HKA tests: If a population has recently been subjected to a Wolbachia-induced population sweep, then mtDNA should display reduced polymorphism compared to a nuclear locus, which is not affected by the sweep. The HKA test (Hudsonet al. 1987) compares polymorphism and divergence at two or more unlinked loci. Differences in effective population sizes among regions of the genome were corrected for by assuming equal numbers of reproducing males and females, in which case the effective population size of mtDNA is approximately one-third that of per. Under neutral expectations, the ratio of polymorphism to divergence is equal between the two loci.
Polymorphism and divergence of silent and synonymous sites were calculated using DNAsp 3.53 (Rozas and Rozas 1997). Polymorphism was calculated for both D. simulans and D. melanogaster. Intervening spacer regions were considered silent sites, but tRNAs were excluded. Our conclusions do not change if we include tRNAs in the calculation but we present the results with tRNAs excluded. Using silent/synonymous sites, HKA tests were calculated for each mtDNA haplogroup from each locality. We did not group flies with distinct mtDNA haplogroups because this would artificially inflate measures of mtDNA polymorphism relative to divergence, which in turn might lead to false acceptance of the null hypothesis. Statistical significance was determined with 10,000 coalescent simulations using the program HKA, written and distributed by Jody Hey (http://lifesci.rutgers.edu/heylab/DistributedProgramsandData.htm#HKA). Coalescent simulations naturally incorporate observations of zero polymorphism, which could otherwise be problematic in traditional χ2 evaluations of the HKA statistic. Assuming random mating, it could be argued that the effective population size of mtDNA should be further corrected by the proportion of flies with each mtDNA haplogroup at a locality. We present the results using both corrections, but note our conclusions do not change.

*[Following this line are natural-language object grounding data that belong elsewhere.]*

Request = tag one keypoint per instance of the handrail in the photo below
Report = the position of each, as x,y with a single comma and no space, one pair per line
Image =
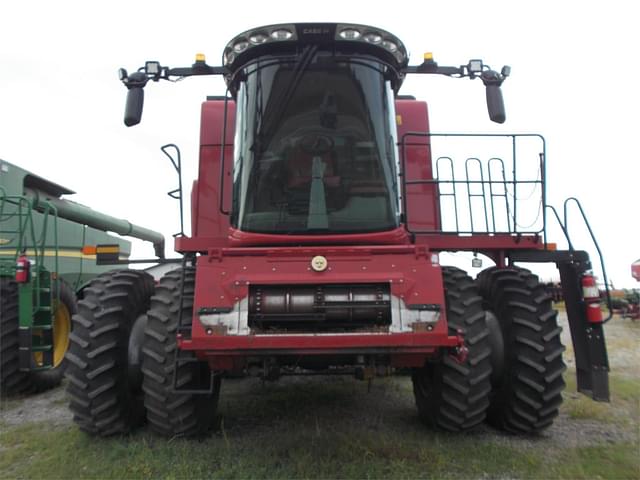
595,243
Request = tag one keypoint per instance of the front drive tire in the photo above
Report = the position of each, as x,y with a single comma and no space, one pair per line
450,395
528,392
169,411
104,398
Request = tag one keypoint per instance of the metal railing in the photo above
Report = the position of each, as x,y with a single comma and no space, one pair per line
491,184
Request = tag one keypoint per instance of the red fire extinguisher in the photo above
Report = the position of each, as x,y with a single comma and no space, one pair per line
23,269
591,296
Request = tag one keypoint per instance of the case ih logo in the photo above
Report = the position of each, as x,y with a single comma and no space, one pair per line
316,31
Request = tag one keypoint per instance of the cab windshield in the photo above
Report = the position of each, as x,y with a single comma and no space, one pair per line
315,148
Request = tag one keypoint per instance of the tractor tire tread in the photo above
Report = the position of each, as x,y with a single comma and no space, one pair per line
101,400
527,397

Phylogenetic analyses: To visualize genealogical relationships and possible population substructure, we built networks of both mtDNA and per with statistical parsimony algorithms (Templetonet al. 1992) implemented in TCS 1.13 (Clementet al. 2000). Whereas traditional phylogenetic methods represent evolution with bifurcating trees, network analyses account for the persistence of ancestral sequences and recombination by allowing multifurcations (Posada and Crandall 2001). The TCS program calculates the number of mutational steps below which sequences can be joined with 95% confidence. This point is the parsimony limit and no connections can exceed this number (Templetonet al. 1992).
RESULTS
Cytotype distribution and abundance: All siII flies were of the siIIA subtype. Victoria Falls in Zimbabwe and Mwanza in Malawi harbored only siII/wRi flies (Table 1, Figure 1). All nine lines from Harare in Zimbabwe, collected in 1994, were also infected with the wRi strain. Dar es Salaam in Tanzania and Malindi in Kenya contained primarily siII/w– and siIII/w– flies. Nairobi in Kenya contained primarily siII/w– flies and both siIII/w– and siIII/wMa flies. The Dar es Salaam, Malindi, and Nairobi populations each harbored a single siII wRi-infected individual (Table 1, Figure 1).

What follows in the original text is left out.